A startling case decided in February by the federal Court of Appeals in Richmond, Va., may further undermine managed care. It forces hospitals to treat – and insurers to cover – even hopeless cases, if the family insists.
The patient at issue is a 20-month-old infant known to the courts as Baby K. She was born without part of her brain and will never reach consciousness. Her brain stem runs her reflexive functions but can’t keep her breathing all the time. Most such babies die within a few days.

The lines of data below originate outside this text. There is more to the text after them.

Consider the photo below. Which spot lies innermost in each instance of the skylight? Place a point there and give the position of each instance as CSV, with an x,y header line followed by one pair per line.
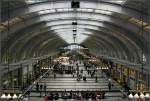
x,y
66,34
34,1
46,11
117,1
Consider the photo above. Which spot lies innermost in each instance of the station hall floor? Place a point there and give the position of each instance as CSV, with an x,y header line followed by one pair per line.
x,y
66,82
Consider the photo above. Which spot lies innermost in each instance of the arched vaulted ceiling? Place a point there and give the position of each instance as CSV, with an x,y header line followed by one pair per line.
x,y
109,27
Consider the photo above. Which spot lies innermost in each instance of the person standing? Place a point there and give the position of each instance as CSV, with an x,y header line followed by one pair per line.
x,y
109,84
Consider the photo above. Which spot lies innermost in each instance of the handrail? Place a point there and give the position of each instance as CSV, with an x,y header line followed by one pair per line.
x,y
31,86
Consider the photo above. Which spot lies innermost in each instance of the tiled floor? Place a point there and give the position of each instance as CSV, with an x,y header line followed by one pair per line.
x,y
67,82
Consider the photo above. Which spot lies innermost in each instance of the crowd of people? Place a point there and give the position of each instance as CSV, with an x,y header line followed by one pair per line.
x,y
78,95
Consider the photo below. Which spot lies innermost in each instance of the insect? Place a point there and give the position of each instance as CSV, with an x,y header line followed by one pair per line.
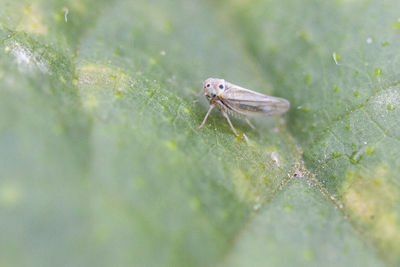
x,y
238,101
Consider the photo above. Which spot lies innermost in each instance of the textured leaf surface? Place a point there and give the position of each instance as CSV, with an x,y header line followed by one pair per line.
x,y
101,162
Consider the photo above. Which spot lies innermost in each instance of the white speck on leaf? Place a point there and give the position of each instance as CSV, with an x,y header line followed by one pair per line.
x,y
275,159
27,60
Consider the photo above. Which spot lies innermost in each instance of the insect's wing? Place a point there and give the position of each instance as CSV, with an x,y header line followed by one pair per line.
x,y
248,102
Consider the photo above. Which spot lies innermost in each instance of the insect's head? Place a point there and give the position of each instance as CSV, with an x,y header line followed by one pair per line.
x,y
213,87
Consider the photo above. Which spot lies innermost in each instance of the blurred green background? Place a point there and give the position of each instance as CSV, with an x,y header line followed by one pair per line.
x,y
101,163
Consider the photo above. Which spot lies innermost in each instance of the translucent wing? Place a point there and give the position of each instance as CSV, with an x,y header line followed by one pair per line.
x,y
247,102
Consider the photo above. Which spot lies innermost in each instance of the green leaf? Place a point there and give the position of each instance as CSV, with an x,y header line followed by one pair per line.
x,y
101,162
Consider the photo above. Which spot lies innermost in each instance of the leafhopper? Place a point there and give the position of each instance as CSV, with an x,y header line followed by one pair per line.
x,y
234,100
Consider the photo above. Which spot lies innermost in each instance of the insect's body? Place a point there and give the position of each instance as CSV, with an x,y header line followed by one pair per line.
x,y
240,102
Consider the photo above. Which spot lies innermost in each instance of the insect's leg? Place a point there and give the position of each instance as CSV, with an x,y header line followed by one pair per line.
x,y
230,123
205,118
198,94
249,123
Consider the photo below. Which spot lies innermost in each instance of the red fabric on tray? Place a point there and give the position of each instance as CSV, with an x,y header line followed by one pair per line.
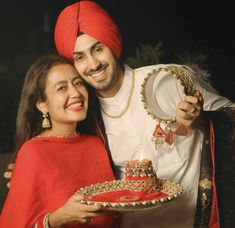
x,y
126,196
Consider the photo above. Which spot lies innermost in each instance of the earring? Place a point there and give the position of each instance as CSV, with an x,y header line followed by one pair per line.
x,y
45,122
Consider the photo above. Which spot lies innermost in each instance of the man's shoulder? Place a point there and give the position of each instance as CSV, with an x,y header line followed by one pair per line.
x,y
148,69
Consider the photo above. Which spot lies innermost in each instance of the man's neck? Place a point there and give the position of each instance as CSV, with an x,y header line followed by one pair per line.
x,y
116,85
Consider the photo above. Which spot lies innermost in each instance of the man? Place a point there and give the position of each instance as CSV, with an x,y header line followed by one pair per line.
x,y
86,34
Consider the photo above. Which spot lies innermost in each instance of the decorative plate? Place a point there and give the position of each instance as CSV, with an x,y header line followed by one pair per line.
x,y
115,195
148,94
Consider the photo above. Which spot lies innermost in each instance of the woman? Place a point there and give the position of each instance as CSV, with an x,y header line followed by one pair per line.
x,y
56,155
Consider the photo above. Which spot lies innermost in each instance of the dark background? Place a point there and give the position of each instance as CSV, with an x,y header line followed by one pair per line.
x,y
201,26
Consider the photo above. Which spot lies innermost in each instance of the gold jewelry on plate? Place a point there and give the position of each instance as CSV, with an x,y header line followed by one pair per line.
x,y
163,133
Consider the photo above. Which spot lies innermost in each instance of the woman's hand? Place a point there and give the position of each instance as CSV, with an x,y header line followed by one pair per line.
x,y
74,211
189,111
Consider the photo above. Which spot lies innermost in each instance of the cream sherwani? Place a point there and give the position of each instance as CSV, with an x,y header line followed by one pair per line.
x,y
130,137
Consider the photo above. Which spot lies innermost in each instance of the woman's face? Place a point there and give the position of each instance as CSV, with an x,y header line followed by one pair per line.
x,y
67,97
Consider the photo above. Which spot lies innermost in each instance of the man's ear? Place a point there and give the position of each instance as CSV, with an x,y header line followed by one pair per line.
x,y
41,106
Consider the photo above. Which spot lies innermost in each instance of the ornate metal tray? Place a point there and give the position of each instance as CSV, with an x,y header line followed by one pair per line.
x,y
148,93
115,195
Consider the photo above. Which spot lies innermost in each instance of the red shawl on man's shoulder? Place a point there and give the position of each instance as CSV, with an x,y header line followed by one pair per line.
x,y
47,173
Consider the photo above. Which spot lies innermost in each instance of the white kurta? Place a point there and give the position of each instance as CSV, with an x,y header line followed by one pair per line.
x,y
130,138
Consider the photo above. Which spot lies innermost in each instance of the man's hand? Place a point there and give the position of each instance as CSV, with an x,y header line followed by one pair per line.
x,y
8,173
189,111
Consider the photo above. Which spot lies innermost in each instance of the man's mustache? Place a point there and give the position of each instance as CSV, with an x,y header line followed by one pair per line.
x,y
99,68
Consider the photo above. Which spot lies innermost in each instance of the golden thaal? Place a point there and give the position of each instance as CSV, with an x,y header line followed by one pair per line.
x,y
180,74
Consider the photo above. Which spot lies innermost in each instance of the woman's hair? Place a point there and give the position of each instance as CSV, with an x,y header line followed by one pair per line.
x,y
29,118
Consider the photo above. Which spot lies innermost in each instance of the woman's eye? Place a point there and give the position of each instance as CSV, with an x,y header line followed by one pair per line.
x,y
61,88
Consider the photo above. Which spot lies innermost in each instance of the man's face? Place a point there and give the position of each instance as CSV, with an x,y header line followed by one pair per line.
x,y
95,63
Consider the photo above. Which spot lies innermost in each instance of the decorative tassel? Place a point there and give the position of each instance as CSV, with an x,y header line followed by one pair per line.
x,y
45,122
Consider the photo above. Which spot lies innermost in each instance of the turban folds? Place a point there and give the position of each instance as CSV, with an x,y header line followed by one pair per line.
x,y
89,18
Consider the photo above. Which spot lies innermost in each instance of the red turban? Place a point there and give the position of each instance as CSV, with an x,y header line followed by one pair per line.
x,y
89,18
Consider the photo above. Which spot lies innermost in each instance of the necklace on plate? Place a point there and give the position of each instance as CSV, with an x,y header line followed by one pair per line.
x,y
163,134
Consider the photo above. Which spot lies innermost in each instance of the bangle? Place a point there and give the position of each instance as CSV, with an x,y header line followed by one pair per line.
x,y
46,221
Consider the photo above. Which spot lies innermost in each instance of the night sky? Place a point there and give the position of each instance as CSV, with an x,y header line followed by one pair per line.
x,y
200,26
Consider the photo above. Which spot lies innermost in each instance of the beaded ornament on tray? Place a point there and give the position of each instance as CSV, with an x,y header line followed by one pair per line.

But Baby K’s mother is praying for a miracle, and wants the infant resuscitated every time her breathing stops. The court says the hospital has to do it under the anti-dumping law, which was originally passed to protect the uninsured. This law requires hospitals to treat all emergency patients – and when Baby K stops breathing (a condition known as apnea), that’s an emergency. The doctors aren’t allowed to decide which patients ought to be revived. If Congress thinks money shouldn’t be spent on hopeless cases, the judges said, Congress should amend the law.
The hospital will appeal the decision, so this issue isn’t settled yet. Through mid-June, the insurer Kaiser Permanente had paid $246,600 for Baby K, most of it in hospital bills. Medicaid covers much of the cost of the nursing home where the infant lies, but the mounting sum hasn’t been disclosed.
This troubling case may also affect treatment rights beyond the emergency room. Baby K is clearly disabled, a lower-court judge has pointed out. Therefore, she’s protected by the 1990 Americans with Disabilities Act (ADA), which prohibits discrimination based on physical condition. No matter how meager her life, she must be treated on request if her emergency (apnea) would be treated in a functioning person.
Futile care: That opinion throttles another line of attack on runaway medical costs. At some hospitals, guidelines have been developed to end the practice of futile care – defined (in the words of the Santa Monica Hospital Medical Center) as treatment that ““cannot, within a reasonable possibility, cure, ameliorate, improve or restore a quality of life that would be satisfactory to the patient.’’ Both of the courts that have passed judgment on Baby K would apparently throw those guidelines out. Under yet another law – the federal Child Abuse Act – doctors are pressured to treat seriously damaged or premature infants even when their prognosis is poor.
Any decision not to treat is illegal under the ADA if treatment is withheld because of the patient’s presumed low quality of life, says Robert Griss, director of the Center on Disability and Health in Washington D.C. Griss plays down the ADA’s link to the Baby K decision, for fear it might influence Congress to weaken the rights of the disabled. But the ADA is looking like a stealth route to guaranteed medical care. ““It’s a civil-rights law, so you can’t get around it on the ground of cost control,’’ Griss says.
Absent cost control, however, universal care is out of reach. In this clash between private wants and the public good, does Congress have the guts to put the public first?